Vous parliez de la vie dans le ventre de la mère. Le courant « pro-vie » est très puissant parmi les catholiques américains…
Il est certain que la question de l’avortement est devenue très passionnée, au point de devenir probablement ce qui divise le plus notre pays. Il suffit de regarder les États qui ont des lois en faveur de la vie humaine et ceux qui sont très favorables à l’avortement… Le clivage est évident. Le défi à relever réside dans le fait que la plupart des gens n’aiment pas l’avortement, mais ne peuvent pas concevoir un monde sans avortement. Nous devons d’abord les aider à se rendre compte à quel point ce monde serait meilleur. C’est comme la paix dans le monde. Aurons-nous un jour la paix dans le monde ? Pas vraiment. Mais nous continuons à y travailler parce que nous savons que c’est un bien. Nous savons que le monde est meilleur lorsque la paix règne.

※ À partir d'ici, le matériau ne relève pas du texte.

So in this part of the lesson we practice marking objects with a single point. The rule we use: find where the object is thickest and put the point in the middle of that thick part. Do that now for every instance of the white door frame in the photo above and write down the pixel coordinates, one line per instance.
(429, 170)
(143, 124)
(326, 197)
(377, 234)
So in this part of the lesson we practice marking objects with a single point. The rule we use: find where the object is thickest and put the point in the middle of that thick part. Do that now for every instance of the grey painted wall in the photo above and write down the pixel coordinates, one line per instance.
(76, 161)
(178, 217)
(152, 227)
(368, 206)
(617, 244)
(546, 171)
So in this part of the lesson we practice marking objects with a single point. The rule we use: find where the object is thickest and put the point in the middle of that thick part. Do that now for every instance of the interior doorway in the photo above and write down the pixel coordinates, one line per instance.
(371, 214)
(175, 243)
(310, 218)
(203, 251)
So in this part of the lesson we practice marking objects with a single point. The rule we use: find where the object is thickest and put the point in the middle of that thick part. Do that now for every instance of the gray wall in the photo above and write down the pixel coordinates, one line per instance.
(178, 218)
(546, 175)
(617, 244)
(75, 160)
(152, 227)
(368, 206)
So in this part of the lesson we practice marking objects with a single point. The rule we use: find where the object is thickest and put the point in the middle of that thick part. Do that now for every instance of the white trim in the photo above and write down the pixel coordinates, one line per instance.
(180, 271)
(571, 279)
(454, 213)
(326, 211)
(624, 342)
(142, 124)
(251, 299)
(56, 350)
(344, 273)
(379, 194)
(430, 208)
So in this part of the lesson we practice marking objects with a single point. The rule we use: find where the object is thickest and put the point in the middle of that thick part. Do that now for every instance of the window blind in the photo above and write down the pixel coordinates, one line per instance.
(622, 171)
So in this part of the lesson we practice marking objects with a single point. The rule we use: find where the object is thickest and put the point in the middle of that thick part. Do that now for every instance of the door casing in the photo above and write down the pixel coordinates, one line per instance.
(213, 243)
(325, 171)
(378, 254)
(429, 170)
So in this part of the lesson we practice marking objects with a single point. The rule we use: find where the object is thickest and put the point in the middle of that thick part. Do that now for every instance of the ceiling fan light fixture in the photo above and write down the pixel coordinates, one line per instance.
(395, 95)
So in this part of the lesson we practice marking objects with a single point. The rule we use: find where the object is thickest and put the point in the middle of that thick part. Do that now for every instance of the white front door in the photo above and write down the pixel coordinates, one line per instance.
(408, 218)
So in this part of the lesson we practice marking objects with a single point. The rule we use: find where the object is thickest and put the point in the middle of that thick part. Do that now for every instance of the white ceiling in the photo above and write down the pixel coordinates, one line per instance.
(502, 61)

Et nous savons que si nous ne continuons pas à travailler dans ce sens, les choses iront encore plus mal.
Y a-t-il des saints français pour lesquels vous avez une dévotion particulière ?
Bien sûr ! Nous aimons tous sainte Thérèse de Lisieux et sa « petite voie ». Elle parle à beaucoup d’entre nous. Je suis aussi très attaché à saint Martin de Tours. Il était le patron de la première paroisse où j’ai été affecté. Et c’était un soldat. Or, au début de ma vie, je pensais que j’étais appelé à une carrière militaire. Martin a abandonné sa carrière militaire pour donner sa vie à l’Église, et c’est un peu la direction qu’a prise ma vie ! Je peux aussi citer Saint Louis, roi de France, qui fait partie de toute une litanie de grands saints de dignité royale qui ont consacré leur vie à la propagation de la foi et à la prise en charge des pauvres. Tout comme saint Jean-Marie Vianney, qui était un prêtre de paroisse modèle, connu pour sa douceur, son humilité, sa patience et sa gentillesse. Ces saints sont une grande source d’inspiration pour moi.